Crossbar ReRAM: Rethinking Simplicity.
Resistive random-access memory (ReRAM) is based on a simple three-layer structure of a top electrode, switching medium and bottom electrode (FIGURE 1). The resistance switching mechanism is based on the formation of a filament in the switching material when a voltage is applied between the two electrodes. There are different approaches to implementing ReRAM, based on different switching materials and memory cell organization. Those variables drive significant performance differences depending upon the switching materials being used.
Crossbar ReRAM: Embedded – Scalable – Low Power – High Density
Crossbar ReRAM technology can be stacked in 3D, delivering multiple terabytes of storage on a single chip. Its simplicity, stackability and CMOS compatibility enable logic and memory to be integrated onto a single chip at the latest technology node (FIGURE 2).

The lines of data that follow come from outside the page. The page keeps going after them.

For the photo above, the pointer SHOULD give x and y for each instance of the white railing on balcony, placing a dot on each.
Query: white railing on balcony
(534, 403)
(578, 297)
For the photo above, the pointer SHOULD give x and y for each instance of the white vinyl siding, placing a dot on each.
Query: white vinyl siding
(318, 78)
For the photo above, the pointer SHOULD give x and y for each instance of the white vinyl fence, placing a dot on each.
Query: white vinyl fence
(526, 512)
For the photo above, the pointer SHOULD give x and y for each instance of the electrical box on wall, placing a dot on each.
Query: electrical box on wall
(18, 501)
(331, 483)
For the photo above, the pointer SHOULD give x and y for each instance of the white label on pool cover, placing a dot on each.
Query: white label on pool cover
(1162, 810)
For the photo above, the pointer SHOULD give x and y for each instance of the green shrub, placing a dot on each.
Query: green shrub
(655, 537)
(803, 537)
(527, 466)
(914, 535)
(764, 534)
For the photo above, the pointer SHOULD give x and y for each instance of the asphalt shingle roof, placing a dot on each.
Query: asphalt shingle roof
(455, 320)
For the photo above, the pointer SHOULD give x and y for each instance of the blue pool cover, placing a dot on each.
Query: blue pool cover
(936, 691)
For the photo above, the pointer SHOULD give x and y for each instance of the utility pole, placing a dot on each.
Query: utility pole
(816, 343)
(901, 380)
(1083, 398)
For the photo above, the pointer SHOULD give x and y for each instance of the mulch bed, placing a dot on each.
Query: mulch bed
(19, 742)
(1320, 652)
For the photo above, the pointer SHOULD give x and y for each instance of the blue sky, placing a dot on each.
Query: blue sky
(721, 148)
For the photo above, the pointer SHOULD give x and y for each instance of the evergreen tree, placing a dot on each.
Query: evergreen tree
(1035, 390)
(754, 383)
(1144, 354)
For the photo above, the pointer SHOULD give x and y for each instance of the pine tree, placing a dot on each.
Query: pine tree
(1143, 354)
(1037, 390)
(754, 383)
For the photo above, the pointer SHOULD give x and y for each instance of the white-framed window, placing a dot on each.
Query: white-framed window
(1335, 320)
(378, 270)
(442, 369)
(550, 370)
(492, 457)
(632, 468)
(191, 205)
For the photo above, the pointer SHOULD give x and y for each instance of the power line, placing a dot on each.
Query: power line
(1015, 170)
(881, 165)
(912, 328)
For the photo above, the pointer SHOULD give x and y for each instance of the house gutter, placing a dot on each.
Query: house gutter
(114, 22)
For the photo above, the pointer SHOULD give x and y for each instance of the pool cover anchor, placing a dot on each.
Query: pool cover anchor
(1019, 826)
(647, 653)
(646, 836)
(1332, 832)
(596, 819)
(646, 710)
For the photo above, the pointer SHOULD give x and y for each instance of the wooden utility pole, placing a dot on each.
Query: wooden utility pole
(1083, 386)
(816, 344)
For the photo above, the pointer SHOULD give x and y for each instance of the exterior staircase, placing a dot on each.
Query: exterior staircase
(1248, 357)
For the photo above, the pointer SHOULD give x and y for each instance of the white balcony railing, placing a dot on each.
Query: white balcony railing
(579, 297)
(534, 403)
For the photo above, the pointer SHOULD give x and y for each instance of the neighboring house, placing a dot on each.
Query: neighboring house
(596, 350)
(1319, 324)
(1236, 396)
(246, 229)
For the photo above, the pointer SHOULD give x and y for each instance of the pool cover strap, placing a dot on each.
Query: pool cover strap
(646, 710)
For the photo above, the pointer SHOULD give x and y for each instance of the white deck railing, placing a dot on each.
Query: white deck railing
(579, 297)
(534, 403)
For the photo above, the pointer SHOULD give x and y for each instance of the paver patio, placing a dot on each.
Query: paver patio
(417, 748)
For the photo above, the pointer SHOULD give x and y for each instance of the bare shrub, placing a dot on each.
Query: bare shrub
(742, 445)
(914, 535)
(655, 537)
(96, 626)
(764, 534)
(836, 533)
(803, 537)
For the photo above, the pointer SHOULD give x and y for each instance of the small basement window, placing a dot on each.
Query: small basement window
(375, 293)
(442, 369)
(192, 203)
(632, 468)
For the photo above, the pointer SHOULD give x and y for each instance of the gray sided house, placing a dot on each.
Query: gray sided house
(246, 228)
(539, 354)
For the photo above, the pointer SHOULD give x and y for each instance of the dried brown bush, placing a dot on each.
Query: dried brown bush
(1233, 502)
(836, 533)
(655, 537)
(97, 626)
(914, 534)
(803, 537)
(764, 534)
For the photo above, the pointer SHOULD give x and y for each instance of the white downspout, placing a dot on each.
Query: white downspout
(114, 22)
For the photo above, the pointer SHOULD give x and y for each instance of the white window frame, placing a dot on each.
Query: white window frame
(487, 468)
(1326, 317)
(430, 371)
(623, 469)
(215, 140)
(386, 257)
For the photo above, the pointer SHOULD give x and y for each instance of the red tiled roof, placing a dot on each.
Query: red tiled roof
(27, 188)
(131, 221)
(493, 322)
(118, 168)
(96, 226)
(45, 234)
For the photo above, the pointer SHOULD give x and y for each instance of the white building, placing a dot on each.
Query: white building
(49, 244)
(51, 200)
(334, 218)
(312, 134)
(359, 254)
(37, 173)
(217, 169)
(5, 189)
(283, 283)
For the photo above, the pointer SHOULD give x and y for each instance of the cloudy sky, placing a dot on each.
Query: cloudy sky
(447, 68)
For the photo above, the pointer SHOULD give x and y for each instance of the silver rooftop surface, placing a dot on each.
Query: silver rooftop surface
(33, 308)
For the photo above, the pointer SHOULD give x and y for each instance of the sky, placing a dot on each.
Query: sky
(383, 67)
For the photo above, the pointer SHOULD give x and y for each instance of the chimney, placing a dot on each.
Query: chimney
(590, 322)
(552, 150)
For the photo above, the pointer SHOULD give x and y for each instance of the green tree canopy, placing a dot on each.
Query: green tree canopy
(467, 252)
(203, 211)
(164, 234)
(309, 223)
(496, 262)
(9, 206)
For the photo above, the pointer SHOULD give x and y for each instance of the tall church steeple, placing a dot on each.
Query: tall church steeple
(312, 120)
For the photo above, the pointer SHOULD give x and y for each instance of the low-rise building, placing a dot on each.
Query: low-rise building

Crossbar’s patented built-in selector allows various memory array configurations in which a single transistor can drive one or thousands of memory cells. This enables Crossbar cells to be organized in super dense 3D cross-point arrays, stackable with the capability to scale below 10nm, paving the way for terabytes on a single die.
The approach is also CMOS compatible. Designers can put logic, controllers and microprocessors next to memory in the same die, simplifying packaging and increasing performance. ReRAM’s simple structure and CMOS compatibility enable any foundry – CMOS or logic – to enter the ReRAM business by licensing Crossbar ReRAM technology for Systems-on-Chip (SoC) or standalone memory devices.